R: More efficient code for creating and manipulating variables based on other variables and another-CodePudding

I'm trying to tidy up my code. At the moment I have several chunks with 25 lines of the same code, individually changing each variable. I'm wondering whether there is a way to apply all of this to the relevant variables without having it all written out for each one individually.

I'm working with two tables:

data (200x115) - my dataset. The changes I'm making here apply to every other column in starting from the 19th column, up until the 67th, all of which are chr variables (we'll call these a b c ... y - but the actual names are random words with no pattern to them).

match.words (92393x1) - list of words. I'm using this to identify words in my dataset that match or don't match words in this list.

I started by creating new variables (a.match, b.match... y.match) to indicate whether each case in a b [...] y matches a word in match.words.
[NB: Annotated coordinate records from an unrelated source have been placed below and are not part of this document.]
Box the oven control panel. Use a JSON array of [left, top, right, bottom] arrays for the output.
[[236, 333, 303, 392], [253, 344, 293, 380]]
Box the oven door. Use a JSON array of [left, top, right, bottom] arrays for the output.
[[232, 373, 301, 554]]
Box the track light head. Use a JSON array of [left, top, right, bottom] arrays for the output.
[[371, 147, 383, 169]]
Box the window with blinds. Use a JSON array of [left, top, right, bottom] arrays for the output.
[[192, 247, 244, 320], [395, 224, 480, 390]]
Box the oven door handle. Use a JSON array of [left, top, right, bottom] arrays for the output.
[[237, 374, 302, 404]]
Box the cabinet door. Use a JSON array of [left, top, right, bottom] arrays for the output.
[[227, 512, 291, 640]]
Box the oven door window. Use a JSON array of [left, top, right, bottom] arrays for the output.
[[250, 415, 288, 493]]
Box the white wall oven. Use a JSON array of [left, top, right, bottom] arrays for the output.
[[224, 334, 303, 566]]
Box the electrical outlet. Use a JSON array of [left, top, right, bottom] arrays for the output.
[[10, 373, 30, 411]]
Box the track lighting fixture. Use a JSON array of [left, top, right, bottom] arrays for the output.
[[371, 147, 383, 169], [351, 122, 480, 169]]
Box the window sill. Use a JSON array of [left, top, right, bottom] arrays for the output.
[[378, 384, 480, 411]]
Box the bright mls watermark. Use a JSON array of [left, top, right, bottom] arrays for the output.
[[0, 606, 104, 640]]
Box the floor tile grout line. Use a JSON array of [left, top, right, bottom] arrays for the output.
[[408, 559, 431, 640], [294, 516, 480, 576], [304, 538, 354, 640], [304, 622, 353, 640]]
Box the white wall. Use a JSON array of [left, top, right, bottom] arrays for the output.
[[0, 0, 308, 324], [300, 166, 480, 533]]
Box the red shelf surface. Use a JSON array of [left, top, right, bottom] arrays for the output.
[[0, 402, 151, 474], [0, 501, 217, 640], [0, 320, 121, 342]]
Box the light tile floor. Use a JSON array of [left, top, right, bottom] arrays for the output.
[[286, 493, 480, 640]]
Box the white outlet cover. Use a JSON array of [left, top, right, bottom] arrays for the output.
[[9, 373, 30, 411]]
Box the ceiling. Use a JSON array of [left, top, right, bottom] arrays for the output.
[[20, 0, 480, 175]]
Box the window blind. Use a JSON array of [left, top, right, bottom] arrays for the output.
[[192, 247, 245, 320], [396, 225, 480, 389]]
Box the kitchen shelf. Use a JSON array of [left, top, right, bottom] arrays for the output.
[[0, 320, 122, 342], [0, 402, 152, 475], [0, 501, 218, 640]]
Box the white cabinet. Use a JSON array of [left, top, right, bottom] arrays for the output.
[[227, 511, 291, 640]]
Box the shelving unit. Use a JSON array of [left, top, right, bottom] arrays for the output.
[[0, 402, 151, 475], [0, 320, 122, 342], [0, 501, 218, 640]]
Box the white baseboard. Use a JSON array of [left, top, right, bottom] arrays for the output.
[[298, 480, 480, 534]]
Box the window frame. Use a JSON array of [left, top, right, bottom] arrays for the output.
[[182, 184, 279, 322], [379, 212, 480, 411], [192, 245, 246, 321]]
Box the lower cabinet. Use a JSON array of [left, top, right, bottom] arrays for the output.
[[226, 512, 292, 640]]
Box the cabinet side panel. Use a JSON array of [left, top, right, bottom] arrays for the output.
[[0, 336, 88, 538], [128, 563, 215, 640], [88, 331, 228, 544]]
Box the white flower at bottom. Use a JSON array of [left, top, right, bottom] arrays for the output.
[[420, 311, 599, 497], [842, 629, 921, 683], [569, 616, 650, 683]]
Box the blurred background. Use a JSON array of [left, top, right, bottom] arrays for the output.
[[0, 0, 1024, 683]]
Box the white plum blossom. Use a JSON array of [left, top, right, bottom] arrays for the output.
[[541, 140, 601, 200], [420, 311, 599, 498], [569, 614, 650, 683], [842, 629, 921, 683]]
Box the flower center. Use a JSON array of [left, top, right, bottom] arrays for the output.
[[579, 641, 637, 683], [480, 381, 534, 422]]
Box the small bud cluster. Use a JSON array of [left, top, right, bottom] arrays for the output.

data$a.match <- ifelse(data$a %in% match.words$. == TRUE, 0, 1)
data$b.match <- ifelse(data$b %in% match.words$. == TRUE, 0, 1)
...
data$y.match <- ifelse(data$y %in% match.words$. == TRUE, 0, 1)

I then go through and check each of these to see which cases don't match - this code gives me 25 tables which is fine, but I'm wondering whether it's possible to obtain either all of these or a combined version with more concise code.

data %>% filter(a.match != 0) %>% select(ID, subject, a)
data %>% filter(b.match != 0) %>% select(ID, subject, b)
...
data %>% filter(y.match != 0) %>% select(ID, subject, y)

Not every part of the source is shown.